Technology Is Fast-Changing, And Startups To Spearhead This Change: Karnataka IT Minister KJ George

State looks to deepen startup ecosystem in Tier 2 and Tier 3 cities

We help grow startups, investment will follow, says KJ George

Karnataka Innovation Authority to be established to give legal assistance to startups

The Department of Industrial Policy & Promotion (DIPP), Government of India, is set to release the much awaited State Startup Ranking on December 20. While Gujarat and Rajasthan are said to be in the running for the top spot, India’s largest startup hub, Karnataka, is working hard to strengthen its position, stepping up its startup initiatives with a view to encourage innovation.

Chief minister H D Kumaraswamy on December 10 announced the setting up of the Karnataka Innovation Authority (KIA), which will help startups to overcome legal hurdles they face while developing their technologies and ideas. The chief minister personally head the innovation authority.

On the sidelines of Bengaluru Tech Summit held from November 29 to December 1, the state IT/BT and Science and Technology minister, KJ George, talked to Inc42 about Karnataka’s startup policies and campaign activities.

Innovate Karnataka

The state has already taken a number of infrastructural measures such as setting up innovation, coworking, and incubation centres across the state. However, the focus and aperture of the Karnataka startup ecosystem has been locked on boosting innovation in the state.
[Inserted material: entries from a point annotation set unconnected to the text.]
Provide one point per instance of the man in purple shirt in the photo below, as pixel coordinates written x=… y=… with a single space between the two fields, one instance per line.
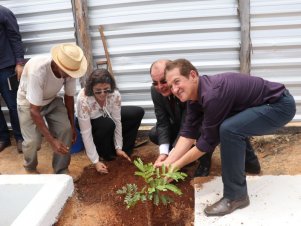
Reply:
x=234 y=107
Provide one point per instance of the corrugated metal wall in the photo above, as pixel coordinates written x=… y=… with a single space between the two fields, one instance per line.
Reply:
x=140 y=32
x=42 y=25
x=276 y=39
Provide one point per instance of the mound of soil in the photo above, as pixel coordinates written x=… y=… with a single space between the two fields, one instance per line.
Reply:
x=95 y=188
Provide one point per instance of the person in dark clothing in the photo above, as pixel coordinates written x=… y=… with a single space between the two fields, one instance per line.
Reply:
x=170 y=113
x=108 y=129
x=11 y=64
x=234 y=107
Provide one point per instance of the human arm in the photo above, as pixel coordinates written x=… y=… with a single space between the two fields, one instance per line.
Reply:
x=69 y=103
x=57 y=145
x=183 y=145
x=163 y=124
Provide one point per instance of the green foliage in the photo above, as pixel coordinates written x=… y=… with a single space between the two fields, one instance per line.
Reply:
x=156 y=181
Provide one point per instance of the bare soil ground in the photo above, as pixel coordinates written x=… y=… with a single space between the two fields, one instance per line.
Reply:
x=95 y=202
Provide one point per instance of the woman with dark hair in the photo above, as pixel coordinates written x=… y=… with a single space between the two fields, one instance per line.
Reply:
x=107 y=128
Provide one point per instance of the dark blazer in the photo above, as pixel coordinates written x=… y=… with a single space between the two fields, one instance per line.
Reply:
x=168 y=121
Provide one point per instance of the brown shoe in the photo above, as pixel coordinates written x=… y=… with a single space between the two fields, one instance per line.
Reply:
x=4 y=144
x=226 y=206
x=19 y=146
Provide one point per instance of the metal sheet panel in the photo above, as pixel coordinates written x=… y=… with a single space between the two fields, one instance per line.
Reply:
x=276 y=40
x=140 y=32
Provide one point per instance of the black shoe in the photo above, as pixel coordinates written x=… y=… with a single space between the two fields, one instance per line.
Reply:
x=4 y=144
x=203 y=169
x=226 y=206
x=253 y=166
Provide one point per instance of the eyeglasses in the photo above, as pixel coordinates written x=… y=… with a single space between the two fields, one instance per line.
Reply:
x=101 y=91
x=162 y=82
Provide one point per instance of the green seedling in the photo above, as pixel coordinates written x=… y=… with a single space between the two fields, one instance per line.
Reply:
x=157 y=181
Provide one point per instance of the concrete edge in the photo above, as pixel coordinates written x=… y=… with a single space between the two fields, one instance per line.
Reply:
x=47 y=203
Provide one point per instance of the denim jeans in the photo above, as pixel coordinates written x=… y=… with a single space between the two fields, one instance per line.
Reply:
x=234 y=131
x=55 y=114
x=10 y=98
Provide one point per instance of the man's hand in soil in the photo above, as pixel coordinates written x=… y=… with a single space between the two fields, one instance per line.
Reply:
x=121 y=153
x=160 y=158
x=59 y=147
x=101 y=167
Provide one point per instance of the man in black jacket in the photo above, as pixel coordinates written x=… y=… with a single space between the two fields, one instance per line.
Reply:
x=169 y=112
x=11 y=67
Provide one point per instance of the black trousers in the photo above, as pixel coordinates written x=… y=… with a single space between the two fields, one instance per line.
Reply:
x=103 y=131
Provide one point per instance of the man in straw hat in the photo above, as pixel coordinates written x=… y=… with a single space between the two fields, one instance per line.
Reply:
x=38 y=101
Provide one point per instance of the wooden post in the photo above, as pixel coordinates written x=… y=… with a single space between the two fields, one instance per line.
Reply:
x=246 y=45
x=80 y=12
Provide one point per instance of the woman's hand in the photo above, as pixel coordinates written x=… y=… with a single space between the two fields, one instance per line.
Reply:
x=101 y=167
x=121 y=153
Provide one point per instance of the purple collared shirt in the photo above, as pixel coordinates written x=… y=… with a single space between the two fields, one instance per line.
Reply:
x=221 y=96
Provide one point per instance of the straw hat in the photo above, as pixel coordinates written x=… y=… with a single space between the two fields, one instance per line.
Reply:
x=70 y=58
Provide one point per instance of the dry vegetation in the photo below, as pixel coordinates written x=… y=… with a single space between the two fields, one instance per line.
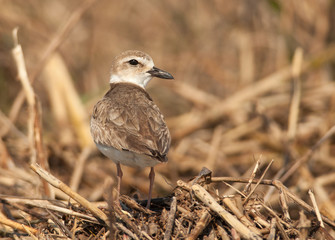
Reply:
x=253 y=102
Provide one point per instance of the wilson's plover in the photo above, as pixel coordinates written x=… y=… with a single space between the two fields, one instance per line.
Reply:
x=126 y=125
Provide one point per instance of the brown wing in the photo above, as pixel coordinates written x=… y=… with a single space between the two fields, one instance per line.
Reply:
x=127 y=119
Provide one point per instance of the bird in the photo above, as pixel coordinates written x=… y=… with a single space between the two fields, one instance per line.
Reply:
x=126 y=125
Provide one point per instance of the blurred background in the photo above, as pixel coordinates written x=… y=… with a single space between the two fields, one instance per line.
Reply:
x=229 y=104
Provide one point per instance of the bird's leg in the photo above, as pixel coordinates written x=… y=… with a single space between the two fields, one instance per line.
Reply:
x=119 y=178
x=152 y=178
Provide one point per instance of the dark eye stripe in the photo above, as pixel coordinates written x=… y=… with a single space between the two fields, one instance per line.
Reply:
x=133 y=62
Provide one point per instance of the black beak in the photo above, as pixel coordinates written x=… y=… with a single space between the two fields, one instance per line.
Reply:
x=156 y=72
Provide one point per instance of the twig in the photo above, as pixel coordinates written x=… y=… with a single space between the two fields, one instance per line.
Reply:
x=272 y=233
x=126 y=231
x=247 y=187
x=29 y=232
x=200 y=226
x=79 y=169
x=307 y=156
x=62 y=186
x=50 y=49
x=209 y=201
x=295 y=102
x=258 y=182
x=316 y=208
x=17 y=226
x=240 y=216
x=170 y=220
x=34 y=121
x=201 y=119
x=60 y=224
x=46 y=204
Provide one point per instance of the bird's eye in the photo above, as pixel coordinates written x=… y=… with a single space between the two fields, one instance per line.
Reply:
x=133 y=62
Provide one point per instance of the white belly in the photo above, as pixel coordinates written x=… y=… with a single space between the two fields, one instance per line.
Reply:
x=127 y=158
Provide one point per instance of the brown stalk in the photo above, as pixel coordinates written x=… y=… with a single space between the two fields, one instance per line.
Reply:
x=50 y=49
x=200 y=119
x=34 y=122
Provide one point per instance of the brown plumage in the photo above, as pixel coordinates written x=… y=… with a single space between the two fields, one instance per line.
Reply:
x=126 y=125
x=128 y=120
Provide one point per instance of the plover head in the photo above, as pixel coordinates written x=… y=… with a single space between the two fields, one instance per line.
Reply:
x=135 y=67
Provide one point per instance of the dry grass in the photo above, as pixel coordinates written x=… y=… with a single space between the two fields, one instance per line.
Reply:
x=253 y=101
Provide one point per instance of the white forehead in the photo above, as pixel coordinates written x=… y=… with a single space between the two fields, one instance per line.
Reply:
x=123 y=71
x=126 y=56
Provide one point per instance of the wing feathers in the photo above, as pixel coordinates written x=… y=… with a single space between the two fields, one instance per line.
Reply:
x=127 y=118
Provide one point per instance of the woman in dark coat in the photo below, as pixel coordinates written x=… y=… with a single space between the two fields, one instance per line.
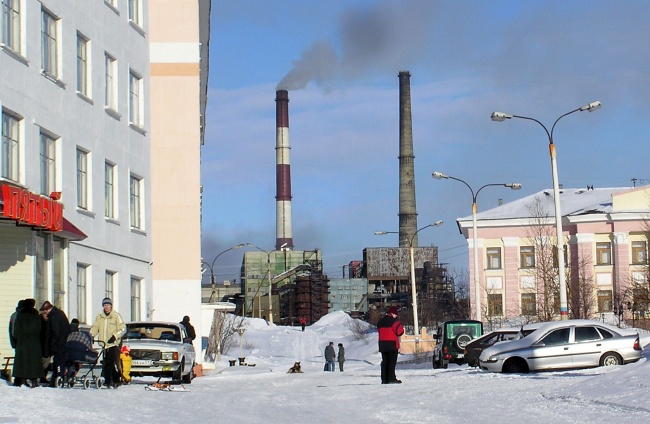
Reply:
x=28 y=364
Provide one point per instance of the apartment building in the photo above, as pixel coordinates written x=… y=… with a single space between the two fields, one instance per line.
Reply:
x=606 y=243
x=75 y=218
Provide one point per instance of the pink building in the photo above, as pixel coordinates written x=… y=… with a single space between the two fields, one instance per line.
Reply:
x=605 y=237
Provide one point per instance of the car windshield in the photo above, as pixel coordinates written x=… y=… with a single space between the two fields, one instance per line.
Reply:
x=149 y=331
x=454 y=330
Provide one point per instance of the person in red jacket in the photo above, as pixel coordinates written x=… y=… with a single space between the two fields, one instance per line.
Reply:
x=390 y=329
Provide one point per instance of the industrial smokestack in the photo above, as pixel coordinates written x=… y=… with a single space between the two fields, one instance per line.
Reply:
x=408 y=217
x=283 y=230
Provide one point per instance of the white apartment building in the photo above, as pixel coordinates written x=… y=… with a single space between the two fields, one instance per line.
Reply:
x=75 y=157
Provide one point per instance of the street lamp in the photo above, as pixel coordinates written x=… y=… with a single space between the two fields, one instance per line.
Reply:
x=268 y=264
x=477 y=286
x=416 y=328
x=211 y=266
x=500 y=117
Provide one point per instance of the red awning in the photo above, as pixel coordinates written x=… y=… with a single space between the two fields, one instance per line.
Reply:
x=71 y=232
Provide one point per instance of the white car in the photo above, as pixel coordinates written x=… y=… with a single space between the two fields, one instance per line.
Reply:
x=160 y=349
x=564 y=344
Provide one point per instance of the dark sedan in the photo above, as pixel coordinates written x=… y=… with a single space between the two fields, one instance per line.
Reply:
x=475 y=347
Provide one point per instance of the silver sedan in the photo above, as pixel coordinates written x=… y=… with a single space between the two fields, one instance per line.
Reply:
x=564 y=344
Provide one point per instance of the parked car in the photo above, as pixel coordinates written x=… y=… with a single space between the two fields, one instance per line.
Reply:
x=451 y=339
x=160 y=349
x=564 y=344
x=474 y=348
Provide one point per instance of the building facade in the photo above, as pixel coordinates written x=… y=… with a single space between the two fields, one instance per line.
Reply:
x=605 y=238
x=74 y=80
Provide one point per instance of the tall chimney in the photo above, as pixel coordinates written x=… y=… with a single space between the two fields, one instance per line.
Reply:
x=283 y=231
x=408 y=217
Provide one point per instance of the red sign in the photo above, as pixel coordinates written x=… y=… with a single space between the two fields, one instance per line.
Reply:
x=31 y=209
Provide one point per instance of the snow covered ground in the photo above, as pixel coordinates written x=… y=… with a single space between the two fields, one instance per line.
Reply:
x=266 y=393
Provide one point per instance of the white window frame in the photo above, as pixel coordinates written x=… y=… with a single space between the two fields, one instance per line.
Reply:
x=110 y=81
x=83 y=65
x=136 y=100
x=135 y=201
x=12 y=24
x=10 y=146
x=48 y=152
x=83 y=178
x=110 y=193
x=50 y=44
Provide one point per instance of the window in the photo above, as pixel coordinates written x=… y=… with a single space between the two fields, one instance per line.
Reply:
x=603 y=253
x=604 y=301
x=108 y=280
x=495 y=304
x=58 y=264
x=48 y=164
x=136 y=201
x=135 y=100
x=11 y=24
x=529 y=304
x=493 y=257
x=82 y=271
x=135 y=15
x=109 y=190
x=10 y=149
x=82 y=179
x=49 y=44
x=110 y=80
x=135 y=299
x=82 y=65
x=527 y=256
x=639 y=253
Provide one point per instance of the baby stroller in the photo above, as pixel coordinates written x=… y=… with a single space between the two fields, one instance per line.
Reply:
x=80 y=360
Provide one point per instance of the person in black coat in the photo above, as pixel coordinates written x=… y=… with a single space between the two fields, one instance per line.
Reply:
x=191 y=333
x=28 y=365
x=56 y=334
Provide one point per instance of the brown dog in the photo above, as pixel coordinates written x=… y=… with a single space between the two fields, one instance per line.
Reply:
x=295 y=368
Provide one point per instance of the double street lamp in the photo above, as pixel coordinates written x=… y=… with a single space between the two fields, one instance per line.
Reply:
x=477 y=285
x=416 y=328
x=500 y=117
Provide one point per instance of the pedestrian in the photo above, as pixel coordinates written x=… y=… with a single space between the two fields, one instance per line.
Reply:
x=341 y=356
x=390 y=329
x=330 y=356
x=28 y=366
x=191 y=333
x=12 y=336
x=57 y=331
x=109 y=329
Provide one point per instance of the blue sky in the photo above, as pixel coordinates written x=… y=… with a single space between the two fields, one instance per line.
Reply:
x=466 y=59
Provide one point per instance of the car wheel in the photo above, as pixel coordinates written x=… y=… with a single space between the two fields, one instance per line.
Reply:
x=610 y=358
x=462 y=340
x=515 y=365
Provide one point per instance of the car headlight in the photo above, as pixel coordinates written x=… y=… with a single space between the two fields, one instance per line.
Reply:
x=169 y=356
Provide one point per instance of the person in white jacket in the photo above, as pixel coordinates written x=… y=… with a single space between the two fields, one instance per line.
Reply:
x=109 y=329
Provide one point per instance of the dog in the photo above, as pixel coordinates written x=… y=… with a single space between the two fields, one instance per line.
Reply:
x=295 y=368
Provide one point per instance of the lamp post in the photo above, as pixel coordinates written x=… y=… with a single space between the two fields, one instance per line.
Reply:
x=416 y=328
x=212 y=281
x=500 y=117
x=268 y=264
x=477 y=285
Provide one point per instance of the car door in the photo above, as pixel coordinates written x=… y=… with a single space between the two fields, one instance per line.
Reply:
x=552 y=350
x=588 y=346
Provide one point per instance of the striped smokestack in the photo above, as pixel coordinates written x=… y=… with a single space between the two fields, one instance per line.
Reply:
x=283 y=230
x=408 y=217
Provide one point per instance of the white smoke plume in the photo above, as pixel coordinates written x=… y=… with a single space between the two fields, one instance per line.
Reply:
x=385 y=37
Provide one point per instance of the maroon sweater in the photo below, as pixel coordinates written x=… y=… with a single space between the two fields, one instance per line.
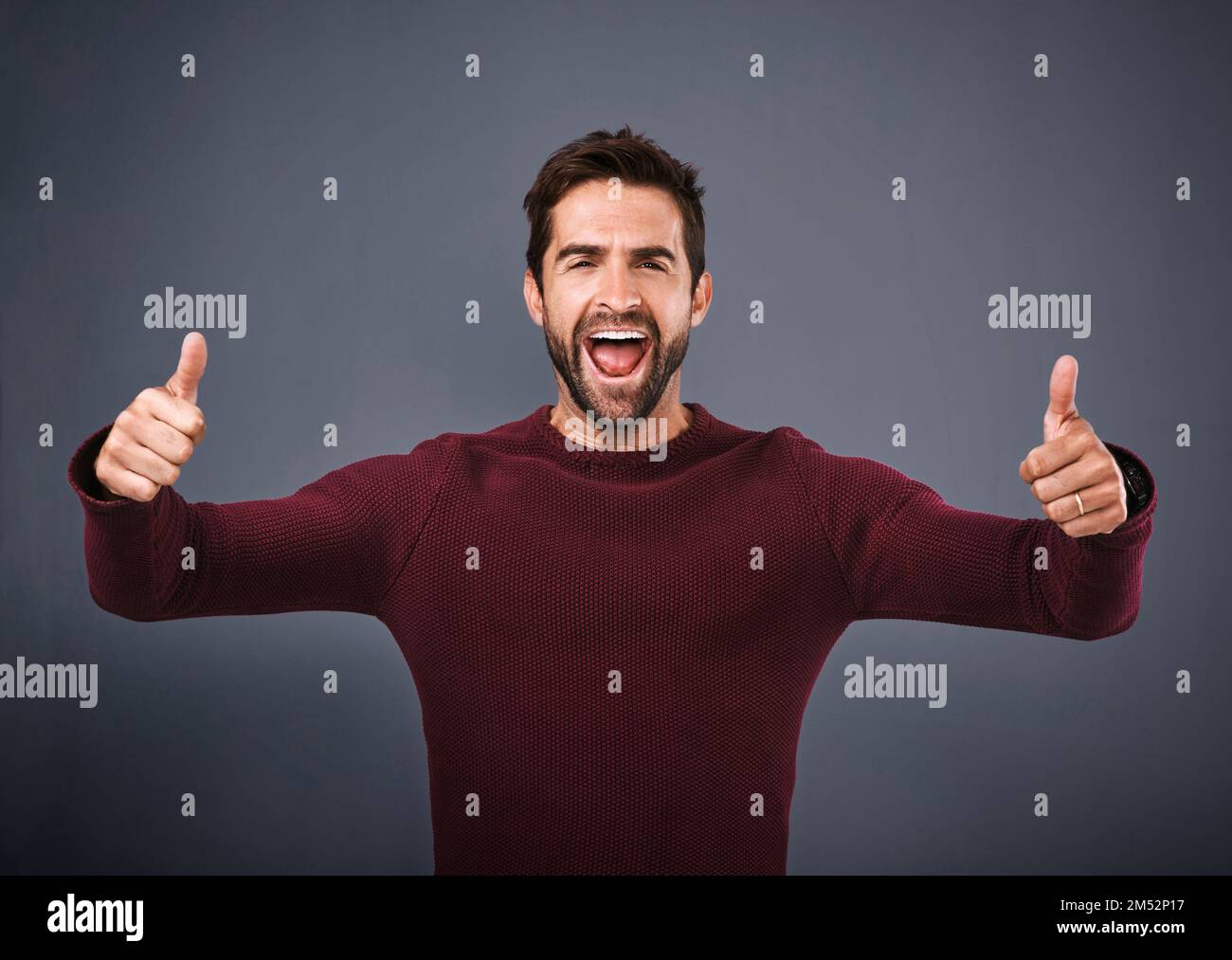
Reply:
x=608 y=681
The minister said that the idea is to attract global players as well as locals who want to make an impact with their innovative solutions. In line with this thinking, the theme of the 21st edition of the Bengaluru Tech Summit was kept as ‘Innovation and Impact’.

Enabling Multi-City Infrastructure

Unlike Delhi, NCR, and Maharashtra where the growth is fueled by multi-city infrastructure, Karnataka is hugely dependent upon Bengaluru. The other cities like Mysuru, Dharwad and Hubbali have lagged behind in terms of investments and entrepreneurship.

To fuel the startup ecosystem in other parts of the state, the department of IT, BT, and S&T, Karnataka (ITBT-GoK), in association with the DIPP is also organising a Startup Karnataka Yatra, as part of the larger Startup India Yatra programme.

The Startup Karnataka Yatra involves a two-day acceleration program at a suitable incubator for ideas/startups shortlisted from bootcamps.

Gaurav Gupta, principal secretary, Department of Commerce, IT/BT and S&T, who was also sitting with the minister during the interaction, said: “Many of Karnataka’s agritech and social tech startups are now coming from the rural areas of the state. In the last couple of years, the state has established innovation centres at Hubbali, Mysuru, and Dharwad.”

The Tech-First Approach

Unlike other states’ investment summits, Karnataka, with a focus on technology instead of direct investments, has been organising Bengaluru Tech Summit for the last 21 years. George feels,  as was the case with Bengaluru, technology and innovation will be the key driver of growth in other parts of the state as well.

The minister said, “Technology and so are our lives are fast changing (sic). This has also changed the mode of investments. We also have to change. Karnataka has a pool of talented tech-savvy people which is the key reason behind these transformations and mushrooming startups.”

“This is why we are giving more importance to startups here. Investments will automatically follow,” the minister said.


However, the success story of Bengaluru, the trade centre and capital of Karnataka, has run into several issues in the last few years. The city’s population has ballooned from around 4 Mn in 2010 to above 10 Mn last year. Due to this, management of solid waste, wastewater and traffic congestion have become biting problems for the city’s municipal agencies. The faltering facilities have had some adverse effect on trade as well.

To address these issues, besides collaborating with numerous countries, the state has also been organising ‘Grand Challenges’ with a focus on providing solutions to the local issues. While some promising solutions have emerged from these competitions the on-ground implementation and effect of these initiatives remains to be seen.